Selasa 13 Oct 2020 13:02 WIB

Warga Suku Minta PBB Hentikan Gusuran Paksa Pemerintah Saudi

Suku Al-Hwaitat menyebut mereka menjadi korban gusur paksa proyek NEOM Saudi

Rep: Fergi Nadira/ Red: Christiyaningsih
Bendera Arab Saudi. Suku Al-Hwaitat menyebut mereka menjadi korban gusur paksa proyek NEOM oleh pemerintah Arab Saudi. Ilustrasi.
Foto: Eurosport
Bendera Arab Saudi. Suku Al-Hwaitat menyebut mereka menjadi korban gusur paksa proyek NEOM oleh pemerintah Arab Saudi. Ilustrasi.

REPUBLIKA.CO.ID, RIYADH - Sebuah suku terkemuka di Arab Saudi telah meminta bantuan PBB untuk melestarikan kehadiran mereka di tanah leluhur di Saudi. Pasalnya pihak berwenang Saudi terus menekan suku itu untuk hengkang dari wilayah yang akan dibangun proyek kota besar NEOM yang terkenal di barat laut Kerajaan di pantai Laut Merah.

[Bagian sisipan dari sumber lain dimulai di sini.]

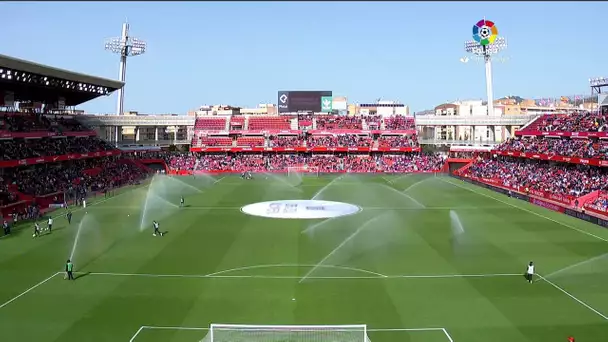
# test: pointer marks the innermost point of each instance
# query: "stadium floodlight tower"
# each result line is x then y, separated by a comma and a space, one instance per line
485, 44
125, 46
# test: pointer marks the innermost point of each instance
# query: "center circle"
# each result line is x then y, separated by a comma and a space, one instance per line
300, 209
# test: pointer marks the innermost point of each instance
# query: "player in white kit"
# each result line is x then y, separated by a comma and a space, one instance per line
530, 272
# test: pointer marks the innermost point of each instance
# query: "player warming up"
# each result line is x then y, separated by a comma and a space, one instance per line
69, 217
156, 231
69, 268
36, 229
50, 225
530, 272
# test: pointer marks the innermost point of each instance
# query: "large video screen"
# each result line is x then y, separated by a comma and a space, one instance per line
298, 101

Dilansir laman Middle East Monitor (MEMO), para pemimpin suku Al-Hwaitat meminta organisasi internasional tersebut untuk menyelidiki penggusuran paksa dan penyalahgunaan anggota suku oleh otoritas Saudi. Perwakilan suku yang berbasis di London, Alya Alhwaiti, mengatakan banding diajukan akhir bulan lalu setelah 13 anggota suku tersebut ditangkap dan diculik oleh pasukan keamanan Saudi.

Baca Juga

Teman dan kerabat tidak tahu di mana anggota suku itu, termasuk aktivis Suleiman Mohammed Al-Taqique Al-Hwaiti, ditahan. Dua anggota suku lainnya ditangkap pada 1 Oktober ketika mereka melewati Universitas Fahad Bin Sultan. Mereka dilaporkan karena mengkritik pemerintah Saudi dan proyek mega-city-nya secara online.

"Yang kami inginkan adalah dunia mendukung kami dalam kasus kami," ujar Alhwaiti dikutip MEMO, Selasa (13/10).

"Kami minta PBB untuk menunjukkan kepada mereka bagaimana rezim Mohammed Bin Salman melecehkan rakyat, membuat takut rakyat," ujarnya menambahkan.

Selama dua tahun terakhir, pemerintah Saudi telah merencanakan pembangunan mega-city NEOM-nya. Proyek kota futuristik ini diharapkan akan menarik banyak perusahaan dan investasi dari seluruh dunia, serta menjadi pusat kemajuan teknologi.

Namun dalam persiapannya, badan-badan keamanan pemerintah semakin menggunakan kekerasan untuk mengusir anggota suku Al-Hwaitat yang menolak pindah bahkan setelah ditawarkan kompensasi kepada mereka.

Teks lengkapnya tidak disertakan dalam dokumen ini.